B2B Integration 10.4 | Administering and Monitoring B2B Transactions | Service Development Help | Building Services | Using a Circuit Breaker with a Service | Considerations for Configuring a Circuit Breaker for a Service
 
Considerations for Configuring a Circuit Breaker for a Service
The purpose of a using a circuit breaker with a service is to protect your application from failures of that service by monitoring the service for consistent failures and then preventing execution of the service until success is likely. Circuit breakers can be useful for services that communicate with distributed applications such as a service that connects to an application in the cloud or a database. By configuring a circuit breaker for the service, the continued inability to connect to the cloud or a database results in failure events which eventually result in the opening of the circuit.
When you configure a circuit breaker for a service, you must make the following key decisions.
*What constitutes a failure event? An exception, a timeout, or both?
*How many failure events must occur within a set time period before the circuit opens?
*What action does the circuit breaker take upon receiving a request for the service with the open circuit?
*How long does the circuit breaker wait before attempting to execute the service? That is, what is the circuit reset period after which the circuit state changes from open to half-open?
For more information about circuit breaker behavior and concepts, see Developing Microservices with webMethods Microservices Runtime
Keep the following information in mind when configuring a circuit breaker for a service.

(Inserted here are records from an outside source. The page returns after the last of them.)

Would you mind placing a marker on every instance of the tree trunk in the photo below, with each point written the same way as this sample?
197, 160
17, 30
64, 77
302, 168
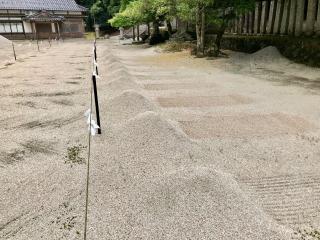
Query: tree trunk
133, 33
149, 33
169, 26
200, 29
203, 29
218, 40
156, 29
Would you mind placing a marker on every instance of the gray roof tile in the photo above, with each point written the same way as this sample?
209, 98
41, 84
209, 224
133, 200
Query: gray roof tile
50, 5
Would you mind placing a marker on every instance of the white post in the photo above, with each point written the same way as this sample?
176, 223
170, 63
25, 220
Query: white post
317, 25
257, 18
263, 17
277, 20
272, 13
299, 18
285, 17
292, 17
311, 17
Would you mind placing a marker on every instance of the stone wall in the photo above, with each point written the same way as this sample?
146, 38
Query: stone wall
304, 50
280, 17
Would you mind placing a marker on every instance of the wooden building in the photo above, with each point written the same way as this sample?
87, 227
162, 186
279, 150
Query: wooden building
32, 19
280, 17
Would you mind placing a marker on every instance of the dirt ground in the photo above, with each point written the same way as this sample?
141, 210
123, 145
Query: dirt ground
191, 148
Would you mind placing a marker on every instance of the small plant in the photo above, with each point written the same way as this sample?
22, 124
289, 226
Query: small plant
74, 155
310, 234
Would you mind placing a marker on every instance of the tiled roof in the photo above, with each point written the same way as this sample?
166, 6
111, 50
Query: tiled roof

*You can configure a circuit breaker for a user-defined service only. That is, you cannot configure a circuit breaker for services in packages provided by Software AG such WmPublic or WmRoot.
*Using a circuit breaker with a service may impact service performance. However, the benefits of using a circuit breaker may outweigh the performance impact.

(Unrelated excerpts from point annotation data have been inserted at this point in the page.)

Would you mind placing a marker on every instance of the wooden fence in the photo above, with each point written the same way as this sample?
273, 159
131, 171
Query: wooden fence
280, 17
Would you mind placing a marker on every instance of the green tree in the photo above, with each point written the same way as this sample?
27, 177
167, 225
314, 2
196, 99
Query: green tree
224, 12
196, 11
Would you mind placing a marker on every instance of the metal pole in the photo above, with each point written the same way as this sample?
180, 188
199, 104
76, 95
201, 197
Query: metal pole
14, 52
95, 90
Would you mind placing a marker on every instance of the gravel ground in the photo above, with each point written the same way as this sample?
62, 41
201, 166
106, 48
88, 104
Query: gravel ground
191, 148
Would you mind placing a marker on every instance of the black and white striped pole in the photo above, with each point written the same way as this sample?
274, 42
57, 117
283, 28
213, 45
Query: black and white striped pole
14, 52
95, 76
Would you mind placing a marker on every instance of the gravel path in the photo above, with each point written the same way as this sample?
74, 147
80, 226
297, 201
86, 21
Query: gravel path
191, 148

*If the circuit breaker for a service considers a timeout to be a failure event and you want circuit breaker to attempt to cancel the thread executing the service, you must configure the thread kill functionality on the Integration Server that hosts the service. Specifically, you must set the watt.server.threadKill.enabled and the watt.server.threadKill.interruptThread.enabled server configuration parameters to true. For more information about the thread kill functionality, including configuration information and limitations, see webMethods Integration Server Administrator’s Guide.
*When configuring a service to use circuit breaker and transient error handling, also known as service retry, keep in mind that circuit breaker could open the circuit before completing all of the retry attempts. The circuit breaker handles any subsequent retry attempts as it would any request for the service. For more information about how a circuit breaker works, see Developing Microservices with webMethods Microservices Runtime.
*When specifying an alternate service to invoke when a service has an open circuit, do not create a circular reference in which the service with the configured circuit breaker calls itself. If you do, Integration Server throws the exception that caused the service to open instead of invoking the alternate service.